La pregunta que hoy enfrentan los directivos ya no es si sufrirán un ataque, sino cuándo ocurrirá y qué tan preparada estará la organización para responder. Datos recientes del Foro Económico Mundial indican que nueve de cada diez organizaciones experimentaron al menos un ataque cibernético en el último año, con un promedio de 1.876 intentos de intrusión semanales, lo que representa un incremento del 75 % con respecto al mismo periodo de 2023.
“En este contexto, la ciberseguridad se ha transformado en un instrumento que permite a la alta dirección mantener visibilidad sobre riesgos críticos y tomar decisiones oportunas. Se debe tener la capacidad de anticipación y respuesta ante escenarios de crisis que pueden detener operaciones durante días o semanas; ya que los costos asociados a una brecha de seguridad: desde la paralización de servicios hasta el impacto en la cotización bursátil, pasando por las sanciones regulatorias y el deterioro de la imagen corporativa”, son determinantes”, explica Alonso Ramírez, gerente Regional de Ciberseguridad en GBM.
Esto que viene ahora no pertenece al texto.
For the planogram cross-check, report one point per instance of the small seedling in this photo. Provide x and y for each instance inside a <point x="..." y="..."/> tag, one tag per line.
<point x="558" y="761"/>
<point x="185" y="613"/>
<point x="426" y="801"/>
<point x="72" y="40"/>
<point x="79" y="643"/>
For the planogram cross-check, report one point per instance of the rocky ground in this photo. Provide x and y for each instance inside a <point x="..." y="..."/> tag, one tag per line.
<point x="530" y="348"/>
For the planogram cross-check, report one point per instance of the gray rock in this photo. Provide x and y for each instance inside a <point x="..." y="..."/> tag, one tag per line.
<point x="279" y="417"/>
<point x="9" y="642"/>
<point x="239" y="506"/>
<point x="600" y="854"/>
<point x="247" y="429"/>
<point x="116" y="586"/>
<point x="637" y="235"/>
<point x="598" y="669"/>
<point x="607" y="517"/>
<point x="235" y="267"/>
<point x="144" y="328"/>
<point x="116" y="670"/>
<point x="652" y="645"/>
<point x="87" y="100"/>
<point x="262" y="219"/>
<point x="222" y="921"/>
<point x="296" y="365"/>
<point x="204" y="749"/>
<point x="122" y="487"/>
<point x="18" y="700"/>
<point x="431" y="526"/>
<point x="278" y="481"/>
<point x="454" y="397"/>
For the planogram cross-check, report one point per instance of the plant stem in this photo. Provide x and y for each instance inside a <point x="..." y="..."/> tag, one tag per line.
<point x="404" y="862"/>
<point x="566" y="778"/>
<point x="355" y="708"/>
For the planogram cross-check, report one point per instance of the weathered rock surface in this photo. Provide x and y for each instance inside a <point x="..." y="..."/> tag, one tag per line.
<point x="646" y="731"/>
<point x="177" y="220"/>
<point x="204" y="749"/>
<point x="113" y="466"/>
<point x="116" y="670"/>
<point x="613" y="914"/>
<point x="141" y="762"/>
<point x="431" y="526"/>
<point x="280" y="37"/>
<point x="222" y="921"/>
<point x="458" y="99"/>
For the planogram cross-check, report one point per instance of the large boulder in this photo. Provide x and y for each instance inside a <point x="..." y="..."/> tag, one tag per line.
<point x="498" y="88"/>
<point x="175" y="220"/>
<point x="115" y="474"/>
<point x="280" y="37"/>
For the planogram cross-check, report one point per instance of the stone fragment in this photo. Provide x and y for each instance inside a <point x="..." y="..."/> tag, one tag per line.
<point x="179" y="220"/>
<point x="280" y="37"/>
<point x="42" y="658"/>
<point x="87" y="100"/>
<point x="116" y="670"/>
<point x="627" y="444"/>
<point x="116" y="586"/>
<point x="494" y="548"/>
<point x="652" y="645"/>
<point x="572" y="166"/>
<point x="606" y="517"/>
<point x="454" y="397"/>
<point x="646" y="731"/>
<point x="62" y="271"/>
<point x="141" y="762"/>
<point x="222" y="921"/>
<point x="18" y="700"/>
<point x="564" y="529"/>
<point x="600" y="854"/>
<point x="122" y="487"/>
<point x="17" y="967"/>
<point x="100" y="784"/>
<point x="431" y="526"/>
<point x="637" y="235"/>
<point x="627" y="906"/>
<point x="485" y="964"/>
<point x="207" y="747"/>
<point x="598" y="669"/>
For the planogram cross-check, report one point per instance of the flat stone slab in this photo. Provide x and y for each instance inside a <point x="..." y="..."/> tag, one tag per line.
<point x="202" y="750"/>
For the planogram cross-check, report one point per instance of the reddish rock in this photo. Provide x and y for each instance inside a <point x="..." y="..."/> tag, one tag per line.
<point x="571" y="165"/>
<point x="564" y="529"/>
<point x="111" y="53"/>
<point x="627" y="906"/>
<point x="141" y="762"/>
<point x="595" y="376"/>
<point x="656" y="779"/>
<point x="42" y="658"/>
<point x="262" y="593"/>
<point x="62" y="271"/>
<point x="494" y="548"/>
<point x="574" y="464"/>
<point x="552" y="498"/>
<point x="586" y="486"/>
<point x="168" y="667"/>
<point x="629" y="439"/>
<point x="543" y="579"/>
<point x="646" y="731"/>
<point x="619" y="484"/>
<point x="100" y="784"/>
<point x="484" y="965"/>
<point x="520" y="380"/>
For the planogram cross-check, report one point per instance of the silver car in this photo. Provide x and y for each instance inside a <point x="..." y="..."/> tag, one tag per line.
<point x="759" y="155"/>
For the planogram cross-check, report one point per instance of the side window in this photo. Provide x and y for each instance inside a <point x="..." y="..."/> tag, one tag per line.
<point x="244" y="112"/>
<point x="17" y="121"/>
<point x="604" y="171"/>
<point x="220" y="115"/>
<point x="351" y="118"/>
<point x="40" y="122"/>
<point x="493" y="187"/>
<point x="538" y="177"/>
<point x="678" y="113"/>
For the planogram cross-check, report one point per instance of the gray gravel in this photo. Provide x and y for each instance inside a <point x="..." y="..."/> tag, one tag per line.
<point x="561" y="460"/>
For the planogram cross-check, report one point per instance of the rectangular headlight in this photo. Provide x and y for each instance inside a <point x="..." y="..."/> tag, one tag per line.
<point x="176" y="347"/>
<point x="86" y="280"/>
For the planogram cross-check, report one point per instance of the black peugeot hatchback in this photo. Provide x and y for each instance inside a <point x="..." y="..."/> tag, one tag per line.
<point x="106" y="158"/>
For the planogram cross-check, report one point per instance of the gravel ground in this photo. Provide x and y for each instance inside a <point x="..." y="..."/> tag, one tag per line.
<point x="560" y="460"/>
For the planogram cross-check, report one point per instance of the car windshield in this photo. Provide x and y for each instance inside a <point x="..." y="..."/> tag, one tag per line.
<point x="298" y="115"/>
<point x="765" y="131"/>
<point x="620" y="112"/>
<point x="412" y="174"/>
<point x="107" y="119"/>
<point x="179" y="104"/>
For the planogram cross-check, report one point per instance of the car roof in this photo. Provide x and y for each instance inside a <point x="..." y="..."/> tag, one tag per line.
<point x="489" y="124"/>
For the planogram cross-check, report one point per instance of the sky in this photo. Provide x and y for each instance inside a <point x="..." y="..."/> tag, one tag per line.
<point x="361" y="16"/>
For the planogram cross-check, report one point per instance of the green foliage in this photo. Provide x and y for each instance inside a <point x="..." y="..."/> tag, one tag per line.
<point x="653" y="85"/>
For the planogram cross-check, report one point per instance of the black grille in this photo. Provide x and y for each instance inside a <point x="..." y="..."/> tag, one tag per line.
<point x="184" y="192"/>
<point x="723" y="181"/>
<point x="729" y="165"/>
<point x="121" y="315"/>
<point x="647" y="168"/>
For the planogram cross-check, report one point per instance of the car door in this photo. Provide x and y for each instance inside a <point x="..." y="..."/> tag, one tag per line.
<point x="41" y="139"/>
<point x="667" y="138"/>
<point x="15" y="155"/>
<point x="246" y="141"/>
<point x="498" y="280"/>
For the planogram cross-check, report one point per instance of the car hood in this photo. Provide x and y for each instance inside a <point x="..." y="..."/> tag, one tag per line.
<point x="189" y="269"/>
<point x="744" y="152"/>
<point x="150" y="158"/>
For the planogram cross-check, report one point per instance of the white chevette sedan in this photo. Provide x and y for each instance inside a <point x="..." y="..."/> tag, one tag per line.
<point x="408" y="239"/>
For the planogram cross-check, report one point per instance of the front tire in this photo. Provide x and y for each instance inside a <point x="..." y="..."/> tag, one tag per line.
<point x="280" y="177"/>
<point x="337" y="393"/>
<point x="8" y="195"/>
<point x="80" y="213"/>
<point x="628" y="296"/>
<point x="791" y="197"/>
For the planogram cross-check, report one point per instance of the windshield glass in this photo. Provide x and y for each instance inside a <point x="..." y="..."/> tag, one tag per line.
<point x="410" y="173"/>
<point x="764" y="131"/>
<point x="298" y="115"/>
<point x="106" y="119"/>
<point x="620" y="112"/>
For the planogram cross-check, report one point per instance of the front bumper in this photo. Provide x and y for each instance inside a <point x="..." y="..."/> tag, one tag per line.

Las organizaciones que han incorporado la ciberseguridad en su planeación estratégica reportan beneficios tangibles: mayor capacidad de respuesta ante incidentes, reducción de tiempos de recuperación y, en consecuencia, mejor protección de la continuidad del negocio.
La preparación no implica únicamente contar con tecnología de punta. Requiere que los equipos directivos comprendan su exposición al riesgo, establezcan protocolos claros de respuesta y mantengan comunicación fluida entre las áreas técnicas y las de negocio. En otras palabras, demanda un enfoque integrado donde la seguridad digital forme parte del ADN organizacional.
Sin embargo, solo el 20 % de las organizaciones está preparada para enfrentar un ciberataque, según un informe de la consultora Deloitte. Este dato destaca la necesidad urgente de invertir en prevención y mejorar la infraestructura de ciberseguridad, especialmente considerando que el sector empresarial enfrenta una escasez global de cerca de cuatro millones de expertos en ciberseguridad.